Cross-book aggregation: caller loops over READY books and merges bundles by facet.
### 6. Concept Report service & controller
New `ConceptReportService` in `com.aiteacher.concept` — mirrors the shape of `TopicSummaryService`, but:
- Calls `ConceptRetriever.retrieveByConcept(topic.getName(), bookId)` per book.
- For each facet that has hits, sends **one** LLM synthesis call with the chunks/figures of that facet — producing a structured, facet-labelled report.
- Persists in a new `concept_report` table:
```sql
CREATE TABLE concept_report (
id UUID PRIMARY KEY,
topic_id VARCHAR(255) NOT NULL REFERENCES topic(id),
report_number INT NOT NULL,
facets_json JSONB NOT NULL, -- [{facetKey,title,markdown,refLabels[]}, ...]
sources_json JSONB NOT NULL, -- deduplicated SourceReference[]
generated_at TIMESTAMPTZ NOT NULL,
UNIQUE (topic_id, report_number)
);
```
Controller `ConceptReportController` exposes three endpoints under `/api/v1/topics/{id}/concept-reports` (POST generate, GET list, GET `/{reportId}`).
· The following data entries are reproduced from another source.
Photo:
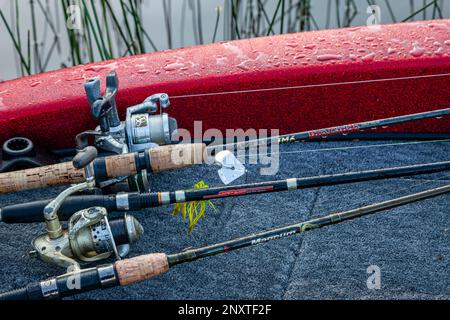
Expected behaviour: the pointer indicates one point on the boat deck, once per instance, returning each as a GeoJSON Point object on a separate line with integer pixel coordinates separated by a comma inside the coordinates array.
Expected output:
{"type": "Point", "coordinates": [410, 244]}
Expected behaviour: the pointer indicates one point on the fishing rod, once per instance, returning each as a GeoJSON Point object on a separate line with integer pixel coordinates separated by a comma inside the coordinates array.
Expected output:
{"type": "Point", "coordinates": [156, 159]}
{"type": "Point", "coordinates": [335, 131]}
{"type": "Point", "coordinates": [32, 211]}
{"type": "Point", "coordinates": [133, 270]}
{"type": "Point", "coordinates": [160, 158]}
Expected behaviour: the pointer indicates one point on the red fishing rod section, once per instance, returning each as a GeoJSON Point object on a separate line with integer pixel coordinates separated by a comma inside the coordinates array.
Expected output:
{"type": "Point", "coordinates": [291, 82]}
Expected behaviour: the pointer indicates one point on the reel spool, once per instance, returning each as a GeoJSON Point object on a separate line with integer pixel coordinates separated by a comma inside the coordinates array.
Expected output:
{"type": "Point", "coordinates": [90, 236]}
{"type": "Point", "coordinates": [143, 128]}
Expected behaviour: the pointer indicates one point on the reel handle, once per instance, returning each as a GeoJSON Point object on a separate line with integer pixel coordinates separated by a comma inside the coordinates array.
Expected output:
{"type": "Point", "coordinates": [104, 107]}
{"type": "Point", "coordinates": [84, 157]}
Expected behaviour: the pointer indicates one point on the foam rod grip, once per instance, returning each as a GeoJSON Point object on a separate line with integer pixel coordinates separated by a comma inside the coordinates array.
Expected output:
{"type": "Point", "coordinates": [176, 156]}
{"type": "Point", "coordinates": [141, 268]}
{"type": "Point", "coordinates": [40, 177]}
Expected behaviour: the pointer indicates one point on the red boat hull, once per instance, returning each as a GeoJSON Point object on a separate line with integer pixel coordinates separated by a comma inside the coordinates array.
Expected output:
{"type": "Point", "coordinates": [291, 82]}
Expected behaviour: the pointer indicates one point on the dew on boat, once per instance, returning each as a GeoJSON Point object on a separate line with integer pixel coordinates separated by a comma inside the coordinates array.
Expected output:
{"type": "Point", "coordinates": [417, 51]}
{"type": "Point", "coordinates": [329, 57]}
{"type": "Point", "coordinates": [368, 57]}
{"type": "Point", "coordinates": [35, 84]}
{"type": "Point", "coordinates": [309, 46]}
{"type": "Point", "coordinates": [391, 50]}
{"type": "Point", "coordinates": [439, 51]}
{"type": "Point", "coordinates": [243, 66]}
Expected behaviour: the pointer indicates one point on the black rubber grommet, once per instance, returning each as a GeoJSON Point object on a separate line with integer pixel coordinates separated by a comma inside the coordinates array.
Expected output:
{"type": "Point", "coordinates": [18, 147]}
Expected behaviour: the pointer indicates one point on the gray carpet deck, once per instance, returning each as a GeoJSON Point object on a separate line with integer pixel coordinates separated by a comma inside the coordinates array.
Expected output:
{"type": "Point", "coordinates": [410, 244]}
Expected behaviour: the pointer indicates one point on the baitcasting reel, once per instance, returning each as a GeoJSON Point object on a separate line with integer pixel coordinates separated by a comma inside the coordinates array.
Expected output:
{"type": "Point", "coordinates": [90, 236]}
{"type": "Point", "coordinates": [143, 128]}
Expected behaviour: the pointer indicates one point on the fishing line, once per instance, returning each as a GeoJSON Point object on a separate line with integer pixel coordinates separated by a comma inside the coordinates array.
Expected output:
{"type": "Point", "coordinates": [331, 84]}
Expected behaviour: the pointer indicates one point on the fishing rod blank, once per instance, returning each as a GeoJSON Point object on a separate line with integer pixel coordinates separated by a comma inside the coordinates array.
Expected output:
{"type": "Point", "coordinates": [33, 211]}
{"type": "Point", "coordinates": [334, 131]}
{"type": "Point", "coordinates": [133, 270]}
Reuses `TopicSummaryResponse.SourceReference` verbatim.
### 7. Frontend
- `frontend/src/stores/topicStore.ts`: add parallel state `conceptReportList`, `activeConceptReport`, `conceptReportLoading`, and actions mirroring the existing summary ones.
- `frontend/src/views/TopicsView.vue`: add a **Summary / Concept Report** tab toggle at the top of the topic panel. Concept Report reuses the history-chips + Generate button UI. Report body renders each `FacetSection` as `<h3>{title}</h3>` + markdown.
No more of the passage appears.